@wazir-dev/cli 1.0.0

package/expertise/frontend/native-ios.md

@@ -0,0 +1,490 @@
+# Native iOS — Expertise Module
+
+> A Native iOS specialist designs, builds, and ships applications for Apple's iOS platform using Swift and Apple frameworks (SwiftUI, UIKit). The role spans UI implementation, data management, platform API integration, performance tuning, accessibility, and App Store delivery. Scope includes iPhone, iPad, Apple Watch, and platform extensions (widgets, intents, share extensions).
+
+---
+
+## Core Patterns & Conventions
+
+### Project Structure
+
+Modern iOS projects (2025-2026) use modular architecture with SPM local packages, optionally managed by Tuist (v4+) or XcodeGen for `.xcodeproj` generation.
+
+```
+MyApp/
+  App/                      # App target (@main entry point)
+  Packages/
+    Core/                   # Shared utilities, extensions, logging
+    Networking/             # API client, DTOs, endpoint definitions
+    DesignSystem/           # Reusable UI components, tokens, colors
+    FeatureHome/            # Feature module (one per feature)
+    FeatureSettings/
+  Tests/                    # Mirror of Packages/ with test targets
+  UITests/
+```
+
+- Each feature module is a local SPM package with its own `Package.swift`.
+- Feature modules depend on `Core` and `DesignSystem` but never on each other.
+- Tuist/XcodeGen generates `.xcodeproj` from declarative manifests, eliminating merge conflicts.
+- Minimum deployment: iOS 17 for new projects (unlocks SwiftData, `@Observable`). iOS 16 if broad coverage required.
+
+### Naming Conventions (Swift API Design Guidelines)
+
+- **Types**: `UpperCamelCase` -- `UserProfileView`, `NetworkClient`.
+- **Functions/properties**: `lowerCamelCase` -- `fetchUserProfile()`, `isAuthenticated`.

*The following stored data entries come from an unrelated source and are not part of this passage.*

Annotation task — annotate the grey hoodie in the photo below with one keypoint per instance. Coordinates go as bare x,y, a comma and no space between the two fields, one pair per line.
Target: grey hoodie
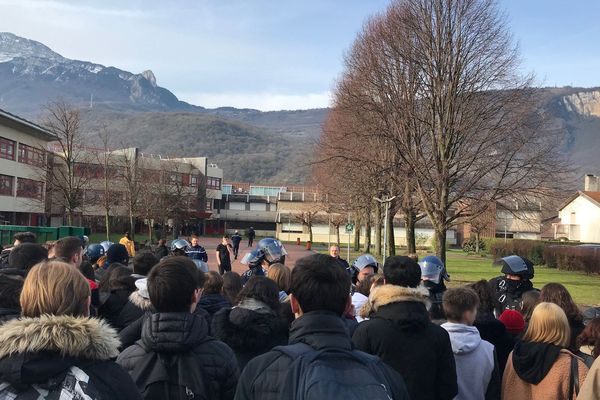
476,366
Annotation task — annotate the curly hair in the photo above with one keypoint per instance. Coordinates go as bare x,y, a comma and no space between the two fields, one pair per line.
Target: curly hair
559,295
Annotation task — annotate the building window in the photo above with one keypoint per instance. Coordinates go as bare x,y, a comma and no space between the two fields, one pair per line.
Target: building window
7,149
213,183
29,188
6,183
31,155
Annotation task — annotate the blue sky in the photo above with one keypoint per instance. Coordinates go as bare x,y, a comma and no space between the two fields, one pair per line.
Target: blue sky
275,54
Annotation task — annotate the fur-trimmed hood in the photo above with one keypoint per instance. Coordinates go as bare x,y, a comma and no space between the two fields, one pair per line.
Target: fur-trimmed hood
389,294
77,337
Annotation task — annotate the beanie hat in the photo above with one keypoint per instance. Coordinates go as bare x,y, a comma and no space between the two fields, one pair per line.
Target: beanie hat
513,321
117,253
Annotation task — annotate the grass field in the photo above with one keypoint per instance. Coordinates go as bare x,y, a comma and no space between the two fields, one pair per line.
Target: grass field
464,269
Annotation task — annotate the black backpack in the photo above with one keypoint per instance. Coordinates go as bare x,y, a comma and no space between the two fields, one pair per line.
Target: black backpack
171,376
333,374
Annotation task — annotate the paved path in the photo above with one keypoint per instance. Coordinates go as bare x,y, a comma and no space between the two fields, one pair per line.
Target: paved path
210,244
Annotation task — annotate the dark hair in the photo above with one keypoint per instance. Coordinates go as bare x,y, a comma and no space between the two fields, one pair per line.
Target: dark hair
262,289
591,337
402,271
25,237
214,283
487,300
10,291
529,300
143,263
559,295
113,279
172,283
320,283
458,300
232,285
67,247
26,255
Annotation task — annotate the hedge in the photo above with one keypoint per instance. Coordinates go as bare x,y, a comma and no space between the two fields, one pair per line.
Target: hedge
568,257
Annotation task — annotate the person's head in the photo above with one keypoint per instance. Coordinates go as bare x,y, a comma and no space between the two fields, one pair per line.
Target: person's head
487,300
460,305
319,283
175,285
55,288
402,271
548,324
281,275
334,251
143,263
10,290
24,237
262,289
513,321
232,285
117,253
529,300
213,284
591,337
559,295
26,255
69,249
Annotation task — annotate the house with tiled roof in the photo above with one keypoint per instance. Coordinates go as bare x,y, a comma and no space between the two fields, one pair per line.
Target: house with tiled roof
580,214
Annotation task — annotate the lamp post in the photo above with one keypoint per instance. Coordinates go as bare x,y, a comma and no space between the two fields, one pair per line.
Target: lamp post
386,200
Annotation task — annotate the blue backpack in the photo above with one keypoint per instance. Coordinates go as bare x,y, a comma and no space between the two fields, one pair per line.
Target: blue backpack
333,374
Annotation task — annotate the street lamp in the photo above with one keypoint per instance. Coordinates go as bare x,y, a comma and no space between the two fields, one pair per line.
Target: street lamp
386,200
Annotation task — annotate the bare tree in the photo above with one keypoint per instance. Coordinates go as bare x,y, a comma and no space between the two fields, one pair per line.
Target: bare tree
441,79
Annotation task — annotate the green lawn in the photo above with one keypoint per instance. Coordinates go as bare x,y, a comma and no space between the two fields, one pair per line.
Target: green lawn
464,269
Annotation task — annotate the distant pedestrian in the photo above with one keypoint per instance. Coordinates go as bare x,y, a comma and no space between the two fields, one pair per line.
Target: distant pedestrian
223,256
236,238
251,235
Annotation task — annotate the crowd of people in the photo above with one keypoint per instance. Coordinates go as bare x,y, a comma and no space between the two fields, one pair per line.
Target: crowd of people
104,321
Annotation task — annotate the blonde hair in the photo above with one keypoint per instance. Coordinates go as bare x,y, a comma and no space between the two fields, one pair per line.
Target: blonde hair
281,275
548,324
54,288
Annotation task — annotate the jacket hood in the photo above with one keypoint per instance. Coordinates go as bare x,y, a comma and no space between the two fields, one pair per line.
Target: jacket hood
140,301
320,329
78,337
464,338
388,294
532,360
173,332
249,331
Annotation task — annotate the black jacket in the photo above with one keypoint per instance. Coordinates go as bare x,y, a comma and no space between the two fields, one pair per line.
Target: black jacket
249,333
401,333
263,376
494,331
62,354
174,333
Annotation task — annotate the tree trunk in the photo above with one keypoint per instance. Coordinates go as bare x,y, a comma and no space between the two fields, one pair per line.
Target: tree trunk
409,226
391,242
368,235
378,229
440,244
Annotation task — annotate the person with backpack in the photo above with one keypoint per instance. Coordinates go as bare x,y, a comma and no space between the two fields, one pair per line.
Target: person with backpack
476,362
400,332
175,357
541,366
319,362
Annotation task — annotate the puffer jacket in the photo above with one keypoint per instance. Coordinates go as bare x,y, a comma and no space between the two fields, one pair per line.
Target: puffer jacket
265,375
69,357
175,333
250,329
539,371
400,332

+- **Protocols**: capabilities use `-able`/`-ible` (`Sendable`); descriptions use nouns (`DataStore`).
+- **Booleans**: read as assertions -- `isEmpty`, `hasUnsavedChanges`.
+- **Factory methods**: prefix with `make` -- `makeURLRequest()`.
+- **File naming**: one primary type per file, filename matches type.
+
+### Architecture Patterns
+
+**MVVM (Recommended Default)** -- aligns naturally with SwiftUI's declarative model. View observes ViewModel via `@Observable`; ViewModel mediates between View and Service layers.
+
+**TCA (The Composable Architecture)** -- unidirectional data flow (State -> Action -> Reducer -> Effect -> State). Best for complex state-heavy apps. Built-in DI via `@Dependency`, exhaustive testability via `TestStore`. Steep learning curve; use when >20 screens with complex state interactions.
+
+**VIPER** -- legacy enterprise pattern. High ceremony. Largely superseded by MVVM+Coordinator or TCA for SwiftUI projects. Consider only for existing UIKit codebases.
+
+### SwiftUI Patterns
+
+- Break views into small subviews (each `body` < 50 lines) -- smaller invalidation scope.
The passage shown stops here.